Salvi i 19 contratti per gli esperti linguistici dell’ateneo
Sono salvi i posti dei 19 collaboratori esperti linguistici (Cel) dell’università d’Annunzio i cui contratti, dopo la riunione del consiglio di amministrazione di ieri, sono passati da tempo...
Sono salvi i posti dei 19 collaboratori esperti linguistici (Cel) dell’università d’Annunzio i cui contratti, dopo la riunione del consiglio di amministrazione di ieri, sono passati da tempo determinato a indeterminato.

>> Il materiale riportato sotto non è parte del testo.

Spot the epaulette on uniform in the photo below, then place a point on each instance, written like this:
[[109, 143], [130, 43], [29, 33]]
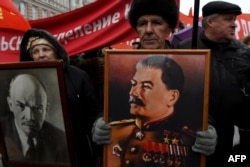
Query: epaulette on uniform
[[122, 122]]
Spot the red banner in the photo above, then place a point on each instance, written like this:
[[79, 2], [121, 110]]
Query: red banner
[[99, 24]]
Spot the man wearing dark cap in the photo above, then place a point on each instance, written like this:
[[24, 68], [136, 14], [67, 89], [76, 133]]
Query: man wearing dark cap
[[229, 82], [154, 21]]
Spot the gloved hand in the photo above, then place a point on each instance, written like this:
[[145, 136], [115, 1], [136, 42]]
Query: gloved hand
[[101, 132], [205, 141]]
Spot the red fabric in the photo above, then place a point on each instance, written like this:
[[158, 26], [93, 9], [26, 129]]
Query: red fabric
[[113, 28]]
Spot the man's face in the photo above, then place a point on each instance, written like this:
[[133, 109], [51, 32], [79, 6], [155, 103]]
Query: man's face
[[223, 27], [149, 97], [152, 31], [28, 103], [43, 53]]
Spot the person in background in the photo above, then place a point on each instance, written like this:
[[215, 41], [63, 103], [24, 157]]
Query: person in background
[[40, 45], [246, 40], [154, 21], [135, 45], [229, 100], [27, 134]]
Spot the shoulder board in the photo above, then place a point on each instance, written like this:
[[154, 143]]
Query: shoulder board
[[121, 122]]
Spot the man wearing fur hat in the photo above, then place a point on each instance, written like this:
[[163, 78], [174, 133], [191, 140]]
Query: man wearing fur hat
[[230, 80], [154, 21], [40, 45]]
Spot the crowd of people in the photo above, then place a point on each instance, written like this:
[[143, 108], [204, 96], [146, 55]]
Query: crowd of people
[[152, 97]]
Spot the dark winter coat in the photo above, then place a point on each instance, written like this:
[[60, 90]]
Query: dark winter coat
[[229, 101], [82, 102]]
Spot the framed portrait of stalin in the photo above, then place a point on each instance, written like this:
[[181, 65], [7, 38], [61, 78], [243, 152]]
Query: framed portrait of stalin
[[155, 102]]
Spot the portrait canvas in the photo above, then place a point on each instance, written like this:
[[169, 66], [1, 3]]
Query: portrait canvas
[[138, 97], [34, 123]]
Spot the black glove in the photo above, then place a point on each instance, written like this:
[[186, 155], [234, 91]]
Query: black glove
[[206, 141], [101, 132]]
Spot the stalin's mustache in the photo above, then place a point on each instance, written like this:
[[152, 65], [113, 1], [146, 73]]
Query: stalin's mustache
[[135, 101]]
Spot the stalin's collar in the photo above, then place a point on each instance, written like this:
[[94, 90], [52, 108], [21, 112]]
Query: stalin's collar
[[152, 125]]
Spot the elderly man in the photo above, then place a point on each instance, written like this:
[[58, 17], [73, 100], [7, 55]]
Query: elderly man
[[28, 136], [154, 21], [230, 81]]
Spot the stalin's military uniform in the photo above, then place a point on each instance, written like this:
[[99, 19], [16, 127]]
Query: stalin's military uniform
[[156, 144]]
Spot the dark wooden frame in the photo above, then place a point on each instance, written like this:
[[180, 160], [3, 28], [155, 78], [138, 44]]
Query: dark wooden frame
[[120, 64], [50, 73]]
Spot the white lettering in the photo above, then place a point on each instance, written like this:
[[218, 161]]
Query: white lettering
[[127, 8], [235, 158]]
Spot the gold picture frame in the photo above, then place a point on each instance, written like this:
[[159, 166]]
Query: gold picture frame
[[55, 141], [126, 147]]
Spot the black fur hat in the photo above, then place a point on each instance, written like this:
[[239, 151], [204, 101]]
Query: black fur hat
[[43, 34], [167, 9]]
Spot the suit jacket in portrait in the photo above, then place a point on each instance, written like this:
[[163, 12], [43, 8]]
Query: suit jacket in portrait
[[51, 144]]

Sono stati scongiurati, quindi, i timori espressi dai sindacati che alla vigilia del cda dell’università avevano inviato una nota al rettore Carmine Di Ilio e ai componenti del consiglio di amministrazione esprimendo forte dissenso per l’ordine del giorno dal titolo: «Verifica contabilità contratti Cel» in cui, quindi, si paventava una retrocessione di figure importanti perché non solo di supporto al corso di laurea in lingue ma a tutto l’ateneo. E, invece, la richiesta dei sindacalisti Marita Agnifili e Maria Lidia De Biasi (Flc-Cgil), Gianluca Di Sante (Cisl-Univ), Valentino Barattucci (Uil-Rua), Goffredo De Carolis (Csa-Cisal) e Luigi Fusella (Rsu di ateneo) è stata accolta e il cda ha deliberato, a maggioranza, che la delibera del novembre 2008 «è pienamente valida in ordine alla trasformazione del contratto dei collaboratori esperti linguistici da tempo determinato a tempo indeterminato». Un sospiro di sollievo, quindi, per i 19 specialisti in nove lingue, tra cui anche il cinese e l’arabo, che non solo forniscono supporto al dipartimento di Lingue ma si occupano anche, ad esempio, di formazione e sostegno per tutto l’ateneo. I componenti del cda dell’università hanno deciso di preservare il lavoro e le competenze degli esperti linguistici di nove lingue approvando a maggioranza la delibera che ha trasformato, quindi, i contratti da tempo determinato a tempo indeterminato.